Dimitrios Sotiriou

Personal information
- Full name: Dimitrios Sotiriou
- Date of birth: 13 September 1987 (age 38)
- Place of birth: Martino, Phthiotis, Greece
- Height: 1.85 m (6 ft 1 in)
- Position: Goalkeeper

Team information
- Current team: OFI
- Number: 32

Youth career
- 2003–2005: Panionios

Senior career*
- Years: Team / Apps / (Gls)
- 2006–2009: Fostiras / 51 / (0)
- 2009–2012: AEL / 31 / (0)
- 2011: → Ethnikos Piraeus (loan) / 9 / (0)
- 2012–2013: Ermis Aradippou / 27 / (0)
- 2013–2015: PAS Giannina / 7 / (0)
- 2015–2017: Platanias / 48 / (0)
- 2017–2018: Levadiakos / 5 / (0)
- 2018–: OFI / 55 / (0)

= Dimitrios Sotiriou =

Greek footballer

Dimitrios Sotiriou (Δημήτριος Σωτηρίου; born 13 September 1987) is a Greek professional footballer who plays as a goalkeeper for Super League club OFI.

==Career==
Born in Martino, Boeotia, Sotiriou began playing football with local side Fostiras.

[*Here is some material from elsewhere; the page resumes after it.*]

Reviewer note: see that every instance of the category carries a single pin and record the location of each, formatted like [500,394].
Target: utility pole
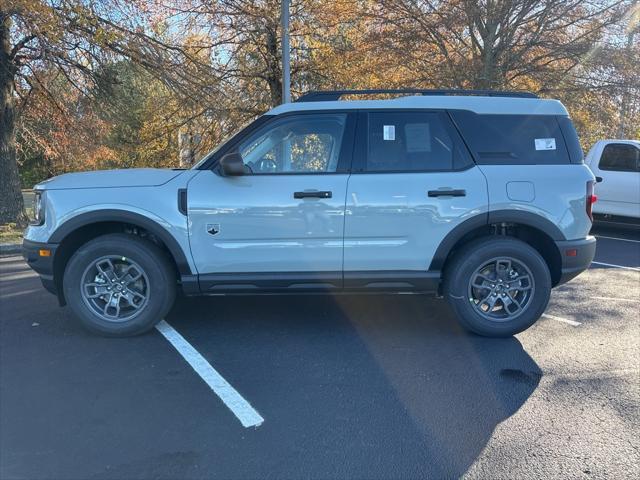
[626,95]
[286,51]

He was the club's first choice goalkeeper from January 2006 to the end of 2008–09 season, making 53 appearances.

On 18 June 2009 he was officially announced as a AEL player. In July 2012 he didn't follow the team's preparation due to a financial dispute and was eventually released. On 10 June 2018 he joined OFI on a free transfer. On 27 May 2019, he extended his contract until the summer of 2021.